O menino gostava de ler e era esperto. Havia adquirido o hábito com seu pai, um leitor voraz que, para o menino, era o homem mais inteligente do bairro, talvez do mundo. Por isso mesmo, os colegas de escola costumavam pedir ao menino que perguntasse ao pai o significado de uma e outra palavra difícil, dessa e daquela, e sempre apareciam com uma mais cabeluda do que a outra!
Até um belo dia em que esse mesmo menino decidiu que não mais precisava prestar esse serviço de graça.

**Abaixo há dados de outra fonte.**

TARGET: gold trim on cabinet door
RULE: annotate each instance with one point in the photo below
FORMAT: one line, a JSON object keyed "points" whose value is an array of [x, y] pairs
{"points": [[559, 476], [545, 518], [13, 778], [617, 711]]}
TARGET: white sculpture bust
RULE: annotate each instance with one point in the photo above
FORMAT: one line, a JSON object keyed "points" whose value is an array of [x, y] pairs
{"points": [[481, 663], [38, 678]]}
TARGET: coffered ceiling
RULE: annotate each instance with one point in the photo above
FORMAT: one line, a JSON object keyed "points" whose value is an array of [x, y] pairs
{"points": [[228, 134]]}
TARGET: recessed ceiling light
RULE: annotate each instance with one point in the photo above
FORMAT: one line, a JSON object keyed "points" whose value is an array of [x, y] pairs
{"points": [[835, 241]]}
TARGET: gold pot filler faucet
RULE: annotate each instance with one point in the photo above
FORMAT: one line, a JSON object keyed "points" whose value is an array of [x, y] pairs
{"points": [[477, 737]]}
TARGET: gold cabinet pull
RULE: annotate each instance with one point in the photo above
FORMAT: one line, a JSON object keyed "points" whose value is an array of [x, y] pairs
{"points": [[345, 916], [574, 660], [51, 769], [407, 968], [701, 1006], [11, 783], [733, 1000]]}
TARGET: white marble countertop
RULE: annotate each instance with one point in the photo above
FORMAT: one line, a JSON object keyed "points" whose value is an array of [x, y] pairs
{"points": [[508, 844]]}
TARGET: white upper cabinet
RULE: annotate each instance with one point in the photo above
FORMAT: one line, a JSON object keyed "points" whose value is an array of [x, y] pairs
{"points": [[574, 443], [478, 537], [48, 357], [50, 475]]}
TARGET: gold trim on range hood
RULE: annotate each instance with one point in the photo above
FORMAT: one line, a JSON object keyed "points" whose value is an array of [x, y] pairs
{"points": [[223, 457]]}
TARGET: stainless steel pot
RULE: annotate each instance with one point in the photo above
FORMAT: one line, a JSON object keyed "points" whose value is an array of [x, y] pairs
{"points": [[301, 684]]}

Começou aceitando tampinhas de garrafa de cerveja como pagamento... Depois, vieram bolinhas de gude, fotografias raras, chicletes, balas e muito mais. O menino tinha certeza de que seu negócio ia muito bem, obrigado, mas estava prestes a descobrir que nem toda inteligência é igual.
Essa é mais uma história magnífica de Ignácio de Loyola Brandão. Vencedor do Prêmio Jabuti de Livro do Ano de Ficção, o texto pode parecer fantasioso apenas para nossas crianças mesmo, que vivem uma infância muito diferente daquela narrada pelo autor. Para nós, adultos, é bem provável que sejam bem familiares algumas técnicas de negociação usando como moedas de troca de tampinhas de garrafa, adesivos e outras relíquias, ainda que essa prática talvez já esteja se tornando uma memória distante. Além da narrativa divertida, envolvente, instigante e engraçada, o livro ainda conta com as belas ilustrações de Mariana Newlands, usando apenas o traço preto e a cor vermelha.
Ao retratar um outro tipo de infância, o livro mostra claramente que nem todo tipo de inteligência e esperteza está nas bibliotecas. Não existe uma vivência superior ou inferior a outra, apenas diferente — mas, repare bem no questionamento incômodo que nos fica: até quando a leitura ainda será tratada como artigo de luxo?